A cedência à tração e a rotura à tração na escora estão em concordância no AISC e no CBFEM com uma diferença de aproximadamente 10% nas capacidades. Para o estado limite de rotura por corte em bloco, pode ser observado na chapa de ligação e na placa de extremidade, mas não noutras chapas como as cantoneiras da escora; isto deve-se ao facto de a rotura ao corte e à tração das cantoneiras preceder a rotura por corte em bloco. O estado limite de força de alavanca, exigido pelas especificações AISC, é tido em consideração no CBFEM pelas forças de tração adicionais aplicadas aos parafusos. A encurvadura da alma da viga, o enrugamento da alma e a cedência ao corte ocorreriam a cargas elevadas e o modelo não convergiria a tais cargas; todos os outros estados limite ocorreriam antes destes estados limite. Se necessário, estes estados limite podem ser verificados de acordo com as especificações AISC conforme apresentado em anexo.

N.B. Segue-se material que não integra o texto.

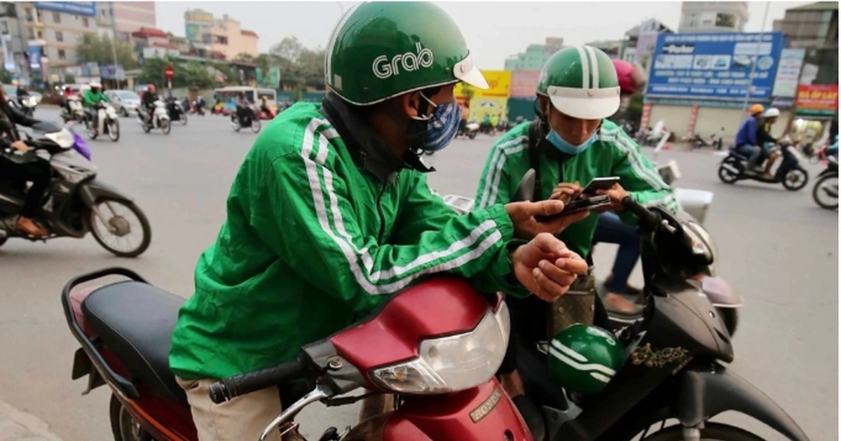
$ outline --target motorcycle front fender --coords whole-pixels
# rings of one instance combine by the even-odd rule
[[[727,411],[736,411],[764,423],[792,441],[808,441],[791,417],[767,395],[724,366],[689,367],[680,372],[675,416],[695,427]]]
[[[131,197],[124,195],[116,188],[97,180],[91,180],[84,182],[79,187],[79,197],[86,207],[93,207],[97,200],[101,198],[113,199],[116,201],[124,201],[130,202]]]

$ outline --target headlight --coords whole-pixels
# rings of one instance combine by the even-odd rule
[[[508,306],[489,309],[473,330],[420,342],[419,356],[375,369],[372,380],[395,392],[441,394],[463,391],[488,381],[502,364],[508,348]]]
[[[66,129],[62,129],[60,132],[46,134],[44,137],[65,149],[70,149],[73,146],[73,143],[76,142],[76,139],[73,138],[73,134]]]

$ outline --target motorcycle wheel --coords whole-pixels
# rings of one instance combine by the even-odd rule
[[[838,207],[838,196],[833,198],[832,195],[828,194],[827,191],[827,187],[832,188],[833,185],[835,186],[835,192],[838,194],[838,175],[824,175],[818,178],[817,181],[815,182],[815,187],[812,189],[812,198],[815,200],[815,203],[817,203],[821,208],[834,210]],[[829,201],[827,202],[822,200],[823,197],[828,198]]]
[[[119,121],[114,119],[108,123],[108,137],[114,142],[119,140]]]
[[[802,169],[794,169],[785,174],[783,186],[790,192],[796,192],[809,183],[809,174]]]
[[[117,210],[111,210],[111,207],[119,206],[122,206],[126,209],[125,211],[130,212],[136,218],[140,224],[141,237],[140,244],[136,246],[128,249],[118,248],[118,244],[122,244],[122,241],[119,239],[122,239],[133,233],[132,226],[126,220],[125,217],[114,213]],[[109,228],[106,227],[103,221],[97,217],[93,210],[90,211],[87,218],[88,227],[93,234],[93,239],[103,248],[118,257],[137,257],[149,248],[149,244],[152,240],[152,228],[149,225],[149,220],[146,219],[146,216],[143,214],[140,208],[135,205],[134,202],[103,198],[97,201],[95,207],[99,210],[99,213],[105,218],[108,218],[108,227],[117,230],[115,232],[110,231]]]
[[[701,429],[701,438],[705,441],[762,441],[763,439],[747,430],[727,424],[706,423],[705,425],[706,427]],[[643,441],[683,441],[683,426],[678,424],[659,430],[643,439]]]
[[[169,119],[161,119],[161,131],[163,134],[169,134],[169,132],[172,129],[172,122]]]
[[[735,307],[716,307],[716,311],[721,316],[722,320],[724,321],[724,328],[727,328],[727,333],[732,338],[736,333],[736,327],[738,325],[738,312]]]
[[[129,411],[123,407],[114,394],[109,405],[111,416],[111,433],[114,441],[141,441],[148,439],[148,433],[135,421]]]
[[[733,184],[733,182],[738,181],[738,175],[733,174],[733,171],[724,168],[724,165],[728,164],[733,166],[736,166],[737,164],[734,161],[729,161],[725,160],[718,167],[718,179],[722,180],[722,182],[725,184]]]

O estado limite de encurvadura da chapa de ligação não foi observado como estado limite no AISC nem no CBFEM.
Caso de referência
Dados de entrada
Secção transversal da viga
- W21X83
- Aço ASTM A992
Secção transversal das escoras
- 2L8X6X1 LLBB
- Aço ASTM A36
Secção transversal do pilar
- W14X90
- Aço ASTM A992
Chapa de ligação
- Espessura 1 in.
- Aço ASTM A572 Gr. 50
Placa de extremidade de ligação da chapa de ligação ao pilar
- Espessura 3/4 in.
- Aço ASTM A572 Gr. 50
Ações
- Força axial N = 840 kips à tração e à compressão
Soldadura
- Chapa de ligação à placa de extremidade 3/8" ASTM E70
- Chapa de ligação à aba da viga 7/16" ASTM E70
- Viga à placa de extremidade 7/16" ASTM E70
Resultados
- Soldadura 91,8%
- Parafusos 94,9%
- Deformação plástica 3,6% < 5%
- Fator de encurvadura 4,01
Referências
AISC. (2016). Specification for Structural Steel Buildings. American Institute of Steel Construction, Chicago, Illinois.
AISC. (2017). Steel Construction Manual, 15th Edition. American Institute of Steel Construction, Chicago, Illinois.
AISC. (2015). Design Guide 29, Vertical Bracing Connections-Analysis and Design, American Institute of Steel Construction, Chicago, Illinois.